DFW million-dollar homes lost 1,006 square feet in the last three years
Shadow,Of,A,Large,House,From,A,Miniature,Home
Image: Pixelbliss | Shutterstock

If you’ve been looking for homes to buy in North Texas, you might have noticed. They sure seem to be getting smaller. 

The COVID-19 pandemic saw the hottest housing market in recent history, according to a recent report by Zillow (via Candy’s Dirt). The 20%-plus home value increase and the historic low levels of for-sale inventory caused houses to sell for $1 million (and up) more often than the years before the pandemic. But for buyers, these $1 million homes might look different of what they expected.

Zillow reports million-dollar homes have undergone a shrinkflation. The term refers to a cost-cutting down-sizing tactic familiar to the food and drink sector. In an effort to balance increasing costs and keeping prices low, suppliers opt to cut the product itself. According to Grocery Gazette, for example, Tesco has cut 50g from the weight of its entire range of own-label ready meals.

While this practice has been known for years now (who among us hasn’t bought a bag of air only to discover two potato chips in it?), the housing market seemed to have managed to escape, but not anymore. 

According to Zillow, the national median square footage of a million-dollar home in the second quarter of 2019 was 2,900 square feet, with sizes actually increasing leading into the pandemic. Fast forward to the end of June 2022, and the median square footage of a house within that price range went down to 2,624 square feet, a 9.5% decline from 2019.

The report shows that this phenomenon is stronger in some metropolitan areas than in others. In DFW, the square footage for a $1 million home went down by 1,006. According to Zillow, the first thing to go was the bathrooms: “Only four of the observed metros saw the median million-dollar home maintain the same number of bathrooms compared to 2019. The rest lost at least the powder room.”

Another side effect of the shrinkflation is the aging of million-dollar houses.
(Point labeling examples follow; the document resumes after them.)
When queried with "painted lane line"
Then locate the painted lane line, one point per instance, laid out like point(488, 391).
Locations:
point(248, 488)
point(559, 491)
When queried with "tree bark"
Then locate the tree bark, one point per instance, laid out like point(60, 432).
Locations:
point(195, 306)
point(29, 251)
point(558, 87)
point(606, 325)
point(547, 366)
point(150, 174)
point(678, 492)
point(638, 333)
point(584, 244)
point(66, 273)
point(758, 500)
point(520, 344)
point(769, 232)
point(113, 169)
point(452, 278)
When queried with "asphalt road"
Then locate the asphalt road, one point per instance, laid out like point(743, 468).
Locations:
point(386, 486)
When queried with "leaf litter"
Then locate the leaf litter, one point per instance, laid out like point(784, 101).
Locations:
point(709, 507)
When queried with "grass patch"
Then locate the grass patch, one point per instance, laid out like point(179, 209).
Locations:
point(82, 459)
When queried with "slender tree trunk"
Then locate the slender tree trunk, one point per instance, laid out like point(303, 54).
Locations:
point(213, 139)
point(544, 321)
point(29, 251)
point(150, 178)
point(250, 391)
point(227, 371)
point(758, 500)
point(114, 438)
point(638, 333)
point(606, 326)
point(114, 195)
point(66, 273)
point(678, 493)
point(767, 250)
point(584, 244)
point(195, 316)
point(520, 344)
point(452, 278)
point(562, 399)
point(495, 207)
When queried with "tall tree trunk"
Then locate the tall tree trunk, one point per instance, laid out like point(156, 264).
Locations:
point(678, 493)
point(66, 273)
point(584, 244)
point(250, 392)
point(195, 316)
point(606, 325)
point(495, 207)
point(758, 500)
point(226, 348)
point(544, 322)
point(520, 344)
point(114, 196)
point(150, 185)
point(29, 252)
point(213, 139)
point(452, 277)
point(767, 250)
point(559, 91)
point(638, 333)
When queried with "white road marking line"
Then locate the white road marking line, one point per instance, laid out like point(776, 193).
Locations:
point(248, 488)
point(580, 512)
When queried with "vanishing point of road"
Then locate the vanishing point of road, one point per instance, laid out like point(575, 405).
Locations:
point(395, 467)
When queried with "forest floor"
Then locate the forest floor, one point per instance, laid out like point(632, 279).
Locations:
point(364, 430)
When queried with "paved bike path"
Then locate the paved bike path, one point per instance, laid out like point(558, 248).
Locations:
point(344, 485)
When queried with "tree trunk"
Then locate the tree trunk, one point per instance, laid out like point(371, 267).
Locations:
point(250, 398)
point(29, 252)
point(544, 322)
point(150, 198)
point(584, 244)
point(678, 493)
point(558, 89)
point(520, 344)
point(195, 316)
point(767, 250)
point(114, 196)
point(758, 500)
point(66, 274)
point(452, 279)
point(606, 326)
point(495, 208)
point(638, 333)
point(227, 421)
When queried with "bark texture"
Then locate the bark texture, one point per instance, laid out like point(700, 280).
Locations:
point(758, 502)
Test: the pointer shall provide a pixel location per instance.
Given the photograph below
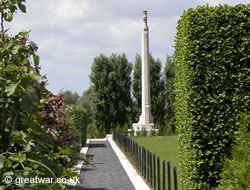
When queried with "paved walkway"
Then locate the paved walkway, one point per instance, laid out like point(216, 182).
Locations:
point(109, 174)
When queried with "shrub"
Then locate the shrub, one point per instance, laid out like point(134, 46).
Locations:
point(32, 144)
point(236, 172)
point(81, 122)
point(211, 86)
point(144, 132)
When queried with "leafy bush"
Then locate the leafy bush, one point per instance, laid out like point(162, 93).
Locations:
point(212, 88)
point(144, 132)
point(236, 172)
point(81, 121)
point(35, 133)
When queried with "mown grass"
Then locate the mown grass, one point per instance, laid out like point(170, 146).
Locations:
point(164, 147)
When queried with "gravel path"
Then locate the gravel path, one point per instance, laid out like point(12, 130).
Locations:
point(108, 174)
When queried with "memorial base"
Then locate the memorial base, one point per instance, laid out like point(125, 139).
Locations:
point(143, 130)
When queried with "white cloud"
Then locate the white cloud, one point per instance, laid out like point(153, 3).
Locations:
point(70, 33)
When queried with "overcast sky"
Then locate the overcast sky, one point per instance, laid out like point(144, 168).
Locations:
point(70, 33)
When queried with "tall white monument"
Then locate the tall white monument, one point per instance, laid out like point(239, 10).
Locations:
point(146, 118)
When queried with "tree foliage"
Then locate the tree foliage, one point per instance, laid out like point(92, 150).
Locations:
point(85, 101)
point(236, 171)
point(70, 97)
point(80, 118)
point(211, 87)
point(111, 79)
point(32, 142)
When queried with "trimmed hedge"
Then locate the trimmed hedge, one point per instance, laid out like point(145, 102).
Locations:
point(212, 88)
point(81, 122)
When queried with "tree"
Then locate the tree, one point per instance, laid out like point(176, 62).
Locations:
point(111, 98)
point(71, 98)
point(85, 101)
point(156, 86)
point(169, 86)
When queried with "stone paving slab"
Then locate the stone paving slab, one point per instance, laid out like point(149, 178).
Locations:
point(108, 173)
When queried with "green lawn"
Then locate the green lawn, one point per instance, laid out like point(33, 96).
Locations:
point(164, 147)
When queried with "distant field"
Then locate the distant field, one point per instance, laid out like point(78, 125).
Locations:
point(164, 147)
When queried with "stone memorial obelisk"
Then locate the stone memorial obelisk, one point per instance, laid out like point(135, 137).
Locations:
point(146, 118)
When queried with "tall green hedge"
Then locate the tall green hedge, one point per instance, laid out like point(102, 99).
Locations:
point(81, 122)
point(212, 88)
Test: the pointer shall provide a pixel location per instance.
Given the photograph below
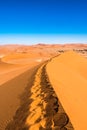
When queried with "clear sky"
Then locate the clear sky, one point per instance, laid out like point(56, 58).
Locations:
point(38, 21)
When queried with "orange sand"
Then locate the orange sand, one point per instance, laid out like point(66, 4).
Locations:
point(68, 75)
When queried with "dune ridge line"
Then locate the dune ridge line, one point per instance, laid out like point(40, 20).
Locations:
point(43, 110)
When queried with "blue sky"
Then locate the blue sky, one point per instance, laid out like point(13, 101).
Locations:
point(49, 21)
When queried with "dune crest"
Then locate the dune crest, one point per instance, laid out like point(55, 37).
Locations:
point(68, 75)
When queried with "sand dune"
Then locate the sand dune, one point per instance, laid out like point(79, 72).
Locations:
point(68, 75)
point(27, 83)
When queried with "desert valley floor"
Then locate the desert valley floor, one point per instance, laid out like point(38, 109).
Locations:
point(43, 87)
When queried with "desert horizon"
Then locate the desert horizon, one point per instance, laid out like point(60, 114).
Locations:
point(43, 65)
point(40, 84)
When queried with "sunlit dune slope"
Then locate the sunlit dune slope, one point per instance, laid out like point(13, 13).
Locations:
point(68, 75)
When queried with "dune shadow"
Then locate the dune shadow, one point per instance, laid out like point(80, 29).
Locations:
point(21, 114)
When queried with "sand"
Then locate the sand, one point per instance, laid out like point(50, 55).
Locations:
point(41, 94)
point(68, 76)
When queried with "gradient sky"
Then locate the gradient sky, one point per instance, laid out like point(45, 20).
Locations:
point(49, 21)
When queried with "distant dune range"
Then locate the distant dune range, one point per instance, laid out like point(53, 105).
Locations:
point(36, 78)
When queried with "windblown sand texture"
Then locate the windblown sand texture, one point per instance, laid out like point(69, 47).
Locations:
point(31, 90)
point(68, 76)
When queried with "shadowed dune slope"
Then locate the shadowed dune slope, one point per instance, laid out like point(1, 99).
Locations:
point(68, 75)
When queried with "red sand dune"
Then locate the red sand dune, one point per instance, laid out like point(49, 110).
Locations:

Nationally, the median $1 million home is older today than it was in 2019, and depending on the market could be older.

“Buyers with seven-figure budgets shopping for homes during the pandemic were doing so coming off the longest period of economic growth in U.S. history and with the help of historically low-interest rates,” Anushna Prakash, economic data analyst at Zillow, said in the report. “Sales for expensive homes soared while buyers in the heat of competition accepted smaller layouts.”

Pricey smaller and older houses are now the housing market’s shrinkflation version of puffed-up bags of chips.